Without spoiling everything behind the context of his cameo, this film is notably the final on-screen appearance of Tony Todd, who has played mortician William Bludworth in three of the previous films and provided voices in another. Once more, his scene serves as a guide of sorts for the remaining survivors, pointing them to possible outs to their situation. Bludworth's speech was improvised by Todd and serves as both the character and the actor's final farewell to the audience. Todd filmed his scenes for Bloodlines while suffering from a stomach cancer diagnosed the previous year, and passed on November 6th, 2024.
This installment calls back to the other five in often subtle and very often not-so-subtle ways, so that you will get a lot more out of Bloodlines if you're already well-acquainted with the series.

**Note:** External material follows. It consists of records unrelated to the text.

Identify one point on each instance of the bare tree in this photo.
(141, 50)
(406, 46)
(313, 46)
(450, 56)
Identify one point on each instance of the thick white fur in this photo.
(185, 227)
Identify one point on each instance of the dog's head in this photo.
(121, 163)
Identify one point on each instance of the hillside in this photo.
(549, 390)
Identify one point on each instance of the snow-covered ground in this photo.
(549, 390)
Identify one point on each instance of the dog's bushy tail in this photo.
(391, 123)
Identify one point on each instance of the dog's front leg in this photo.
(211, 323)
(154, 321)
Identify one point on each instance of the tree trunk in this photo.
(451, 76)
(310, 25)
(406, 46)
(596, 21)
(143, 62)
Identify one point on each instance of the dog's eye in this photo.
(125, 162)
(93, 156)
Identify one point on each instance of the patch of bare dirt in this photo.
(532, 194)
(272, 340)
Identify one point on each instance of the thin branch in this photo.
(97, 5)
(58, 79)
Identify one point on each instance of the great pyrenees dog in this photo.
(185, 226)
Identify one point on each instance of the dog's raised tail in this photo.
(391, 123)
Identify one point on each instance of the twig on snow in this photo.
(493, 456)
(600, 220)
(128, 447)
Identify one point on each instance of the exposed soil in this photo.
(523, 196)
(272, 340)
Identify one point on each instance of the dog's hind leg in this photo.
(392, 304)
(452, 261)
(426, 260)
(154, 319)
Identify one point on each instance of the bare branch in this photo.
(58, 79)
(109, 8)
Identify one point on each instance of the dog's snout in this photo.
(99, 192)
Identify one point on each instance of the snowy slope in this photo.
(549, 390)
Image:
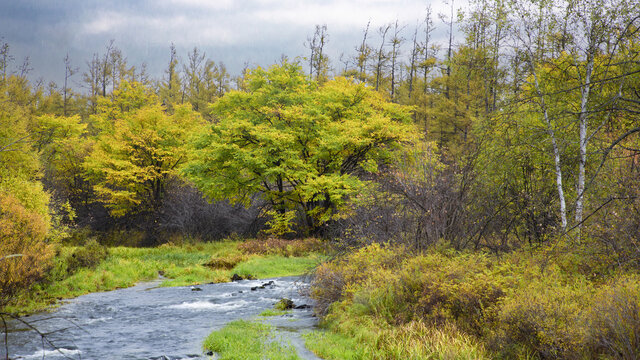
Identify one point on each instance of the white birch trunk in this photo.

In particular, a lot of references to Final Destination 2. Really, this one could be seen as a culmination of everything seen in the previous entries. There isn't too much continuity lock-out if you didn't, though, so there's the right balance.
I guess one thing that did disappoint me with the ending is that, although it is perfectly in line with everything that had been set up for it, and appropriately intense, I thought the scene was going to end in a very different way before the credits. Things were headed towards a manner in which this franchise could have continued, in a "here we go again" kind of way. I can see why they went with the ending they used, but it feels abrupt compared to everything prior. There's also a plot hole involving someone targeted by Death, who is later revealed that they should not have been; it's a bit difficult to overlook, unless what happened really was a freak accident and not Death's design, but it's left unclear. Still, that doesn't detract too much from the action and the horror.
Great movie, possibly the best in the franchise. Worth a watch for all horror fans. It was worth the wait! Now, if you'll excuse me, I'll go and be paranoid of everything around me for two weeks.